63.6 million: The number of new unemployment claims filed since mid-March. Overall, 840,000 people filed for unemployment in the week that ended Oct. 2.

$9.4 billion: The decline in revolving consumer debt in August compared to July. Overall revolving consumer debt now stands at its lowest since 2017.

$1 billion: The estimated cost to build the nation’s largest publicly financed internet service in Oregon’s Multnomah County. The county was looking for ways to bridge the digital divide, but conceded the proposal is not economically feasible.

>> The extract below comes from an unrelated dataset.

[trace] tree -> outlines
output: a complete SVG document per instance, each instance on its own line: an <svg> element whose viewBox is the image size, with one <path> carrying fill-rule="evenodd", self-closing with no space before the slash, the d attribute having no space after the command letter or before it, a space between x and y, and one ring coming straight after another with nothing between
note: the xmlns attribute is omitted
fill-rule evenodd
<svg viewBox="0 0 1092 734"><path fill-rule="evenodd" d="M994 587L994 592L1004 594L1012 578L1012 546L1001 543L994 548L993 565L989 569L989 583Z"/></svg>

$400 million: The amount Citigroup agreed to pay federal regulators as a penalty for engaging in what the Federal Reserve and the Office of the Comptroller of the Currency called “unsafe and unsound banking practices.” 

865,000: The number of women who dropped out of the U.S. workforce from August to September, more than the 661,000 total jobs the economy added in that time. Around 216,000 men dropped out during that same period.

$240 million: The amount Georgia paid to local governments in September to make up for sales tax revenue the cities and counties were shortchanged between 2015 and 2018. State officials blamed accounting software for the error.